Il faut se poser la fonction de l’organisation, de l’activité, et ce qui a été proposé à la création de son organisation, et qui n’a plus la même fonction. Soit accepter qu’il faut terminer ou que la chose va se terminer irrémédiablement, soit lancer des processus de réflexion pour réussir à identifier comment remplir la même fonction dans le contexte actuel. EHZ a eu la trajectoire de diversification de ces axes revendicatifs parce que la question culturelle s’est finalement assez bien démocratisée. Un événement qui disparaît du panorama est peut être le signe d’une victoire, car son but a été atteint. Les organisations politiques, sociales, culturelles se créent avec un objectif : c’est un outil en tant que capitalisation de ressources, de connaissances, de temps, de finances pour faire avancer des revendications. Mais cela reste un outil. Quand on a réussi à faire ce qu’il y avait à faire, que devient l’outil ?
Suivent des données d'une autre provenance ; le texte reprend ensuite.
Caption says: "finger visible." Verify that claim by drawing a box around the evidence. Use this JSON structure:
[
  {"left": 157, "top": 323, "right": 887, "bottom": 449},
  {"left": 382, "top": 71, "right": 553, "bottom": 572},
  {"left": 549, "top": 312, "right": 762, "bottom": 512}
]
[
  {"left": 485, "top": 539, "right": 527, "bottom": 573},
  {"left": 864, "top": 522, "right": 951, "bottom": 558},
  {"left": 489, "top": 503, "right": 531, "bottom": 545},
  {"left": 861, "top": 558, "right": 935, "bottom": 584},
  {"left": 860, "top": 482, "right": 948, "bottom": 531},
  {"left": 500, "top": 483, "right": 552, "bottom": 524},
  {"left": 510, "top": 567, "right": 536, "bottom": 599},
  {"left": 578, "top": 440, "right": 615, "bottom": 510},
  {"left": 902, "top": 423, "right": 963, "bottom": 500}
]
Quand on est dans ce type de situation d’épuisement de la base militante ou que des soucis financiers apparaissent, c’est souvent les symptômes que l’organisation ne fonctionne plus, car la fonction est perdue depuis un certain temps. Certains se retrouvent à porter l’organisation à bout de bras. On est typiquement dans la situation où il n’y a qu’une minorité qui bataille, ce qui crée des tensions.

Il vaut donc mieux s’interroger dès qu’on voit ces symptômes arriver ?

Le fait de se dire qu’il faut faire un diagnostic est le signe que ça va mal. Au moment où on monte les groupes de diagnostics, c’est trop tard. L’idéal serait de constituer un groupe de diagnostic dès le départ, qui ferait un suivi régulier pour étudier, qui regarderait quelle est l’évolution de la société et déterminerait si l’outil est bien affûté pour agir sur ce contexte-là. En faisant un suivi de ce type-là, on peut très bien décider de dissoudre l’association. Il y en a plein qui le font et qui n’attendent pas la sclérose.

Au niveau de la transmission ?

Il y a beaucoup de gens qui se posent la question de la transmission, car il s’agit d’un enjeu central. Paradoxalement, la transmission des organisations politiques, culturelles, etc. est un sujet qu’on travaille très peu. Certains considèrent qu’il faut très fortement former les jeunes générations, il y en a d’autres qui pensent qu’il faut offrir les mêmes conditions de liberté aux nouvelles générations, que quand ils avaient créé la structure avec la difficulté que l’on ne part plus de rien puisque la structure est là. C’est compliqué et il n’y a pas de recette toute faite.